As a baseball fan, there have been a few statements this year that have made me feel some type of way. The first being that "Yadier Molina is retired now", and the second being "The Yankees aren't going to make the postseason". While the later truly irks me, I think it's a safe bet to say that this one hurts all baseball fans...

“Shohei Ohtani has a torn UCL and will not pitch for the rest of the season”.

Brutal news for both the upcoming AL MVP, and for the Angels organization, but what does this mean for Shohei?

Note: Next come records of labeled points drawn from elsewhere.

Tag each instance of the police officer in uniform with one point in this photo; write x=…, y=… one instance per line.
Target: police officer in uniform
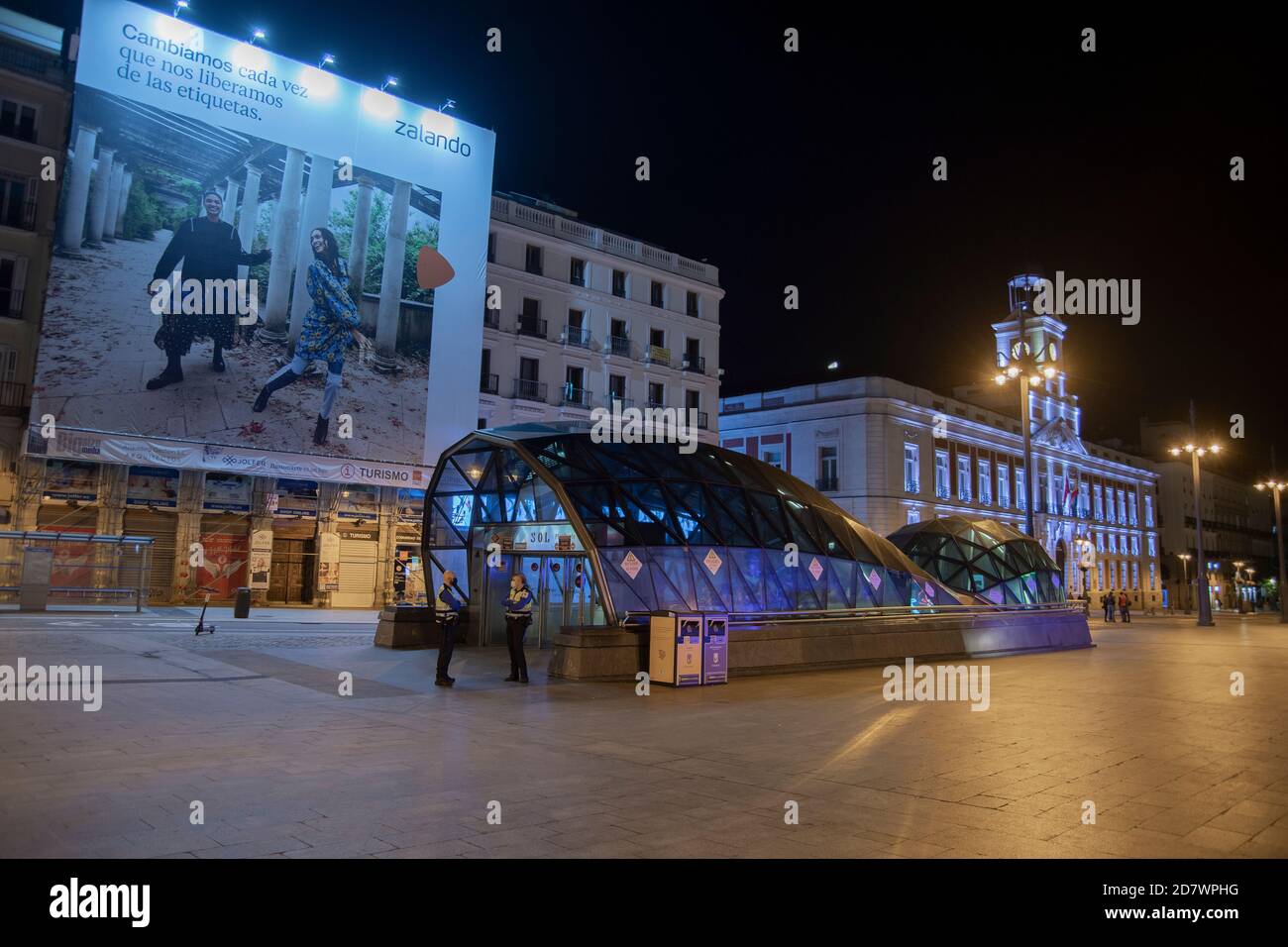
x=518, y=616
x=447, y=611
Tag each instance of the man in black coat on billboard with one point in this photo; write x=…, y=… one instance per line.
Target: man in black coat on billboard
x=210, y=249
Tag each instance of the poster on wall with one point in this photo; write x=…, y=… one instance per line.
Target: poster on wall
x=261, y=558
x=259, y=200
x=329, y=562
x=224, y=565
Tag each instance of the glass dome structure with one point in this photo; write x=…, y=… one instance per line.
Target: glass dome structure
x=652, y=528
x=983, y=558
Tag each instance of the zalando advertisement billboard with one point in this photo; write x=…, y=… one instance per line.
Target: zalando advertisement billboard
x=262, y=266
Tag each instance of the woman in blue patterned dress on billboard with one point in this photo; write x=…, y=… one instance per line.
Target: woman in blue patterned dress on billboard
x=330, y=329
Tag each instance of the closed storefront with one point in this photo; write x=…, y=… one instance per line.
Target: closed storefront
x=359, y=548
x=153, y=495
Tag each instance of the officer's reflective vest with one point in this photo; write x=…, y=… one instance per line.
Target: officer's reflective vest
x=518, y=604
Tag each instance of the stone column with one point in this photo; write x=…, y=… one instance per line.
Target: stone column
x=359, y=248
x=250, y=215
x=114, y=201
x=77, y=191
x=286, y=224
x=317, y=209
x=390, y=279
x=127, y=183
x=98, y=197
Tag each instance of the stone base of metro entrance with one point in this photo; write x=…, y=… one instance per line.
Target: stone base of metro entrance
x=619, y=654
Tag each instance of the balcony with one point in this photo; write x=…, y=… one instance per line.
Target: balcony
x=11, y=303
x=13, y=398
x=575, y=397
x=529, y=389
x=578, y=337
x=529, y=325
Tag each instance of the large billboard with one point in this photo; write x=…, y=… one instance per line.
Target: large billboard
x=262, y=268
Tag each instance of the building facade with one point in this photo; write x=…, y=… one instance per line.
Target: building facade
x=580, y=317
x=35, y=107
x=893, y=454
x=353, y=545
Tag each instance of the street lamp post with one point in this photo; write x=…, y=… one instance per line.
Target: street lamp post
x=1205, y=618
x=1029, y=368
x=1185, y=589
x=1275, y=487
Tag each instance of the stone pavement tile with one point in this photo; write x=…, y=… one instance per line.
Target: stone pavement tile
x=1218, y=839
x=434, y=849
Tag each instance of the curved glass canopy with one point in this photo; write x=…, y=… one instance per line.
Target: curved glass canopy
x=707, y=531
x=984, y=558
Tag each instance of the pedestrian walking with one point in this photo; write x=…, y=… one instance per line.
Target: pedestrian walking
x=447, y=611
x=210, y=250
x=518, y=616
x=330, y=328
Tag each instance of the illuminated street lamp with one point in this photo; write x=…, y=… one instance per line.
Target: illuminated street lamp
x=1196, y=453
x=1185, y=566
x=1029, y=368
x=1275, y=487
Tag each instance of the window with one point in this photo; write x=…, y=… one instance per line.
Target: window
x=17, y=120
x=13, y=273
x=533, y=263
x=827, y=467
x=617, y=386
x=16, y=208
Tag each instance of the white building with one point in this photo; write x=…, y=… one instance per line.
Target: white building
x=583, y=317
x=894, y=454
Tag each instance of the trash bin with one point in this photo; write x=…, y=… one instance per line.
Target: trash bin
x=675, y=648
x=241, y=605
x=715, y=648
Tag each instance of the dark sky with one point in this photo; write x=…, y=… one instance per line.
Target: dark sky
x=812, y=169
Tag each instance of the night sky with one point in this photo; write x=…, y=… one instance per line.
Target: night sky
x=814, y=169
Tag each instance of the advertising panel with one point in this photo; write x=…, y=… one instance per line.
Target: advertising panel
x=253, y=254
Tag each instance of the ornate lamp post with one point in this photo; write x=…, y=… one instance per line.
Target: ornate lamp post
x=1205, y=618
x=1275, y=487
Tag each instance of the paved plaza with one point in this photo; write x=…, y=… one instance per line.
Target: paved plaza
x=250, y=723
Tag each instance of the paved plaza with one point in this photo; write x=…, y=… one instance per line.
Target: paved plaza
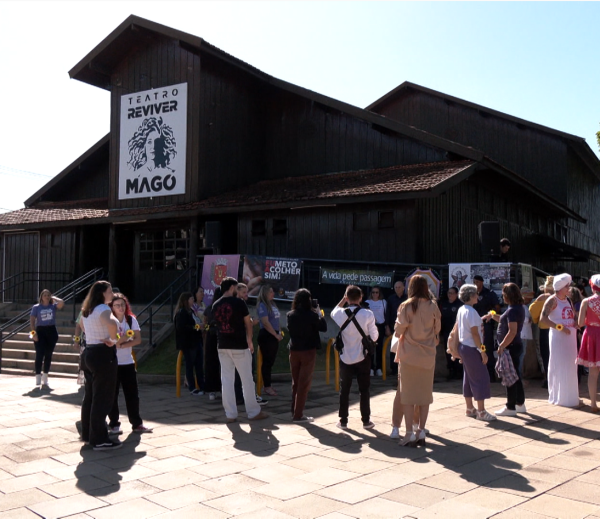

Heading into a massive contract year, this news definitely will hurt his chances of being in the $500-$800 million range for his new contract this off-season. This was the offseason that Shohei was going break every single record in the sport, perhaps forever. We could never see another player like Shohei Ohtani. The last guy we have seen like this was Babe Ruth.

Speaking of Ruth, what occurred when he was traded to the Yankees for Boston owner’s Harry Frazee’ failed Broadway show? Ruth had to make a choice, are you a pitcher or a hitter full time? Prior to joining the Yankees, Ruth was an old school two way player. Meaning, back in that time, the rule was pitchers hit only when they were on the mound.

PC: The Diary of Myles Thomas, Babe Ruth in a crown

Ruth pitched from 1914-1919 amassing a stat line of 2.28 ERA/2.81 FIP/1.159 WHIP. After those illustrious years, Ruth pitched here and there for the Yankees. Once in 1920, twice in 1921 and then another two times at the back end of his career.

New York Times, Babe pitching

What was the perception of Ruth after the move to full time bat? Well, he’s regarded as the greatest player that has ever played the game.

Throughout Ohtani’s career, the pitching side was just never as dominant as the hitting side. Comparing the two, on the mound Shoehei has amassed a stat line of the following: 3.01/3.31/1.082. Very solid numbers on the mound, yet take a look at the offensive numbers: .274/.364/.557/147 OPS+ with 171 homers in 6 years.

Shohei has been nothing short of incredible since coming to the US, yet the man is more-so of a thrower rather than a pitcher. Sure, he has had many great appearances, and he boast an almost-sub three ERA for his career, yet he throws the ball hard. 39% of the time, his fastball is up to 97 and above this season. Ohtani’s K percentage for 2023 is currently within the 93rd percentile. That's a lot of baseball jargon, but ultimately it mean he strikes out a ton of batters. However, it also means he throws more pitches than the average pitcher to do so.

Regardless of what occurs, Ohtani is entering a season of change for him. He could stay back in LA, and build something with the Angels, or he could go and try for a contract north of $600 million and ten plus years. The question now is, who will pay him with questions of his health and positional situations moving forward. Only time will tell.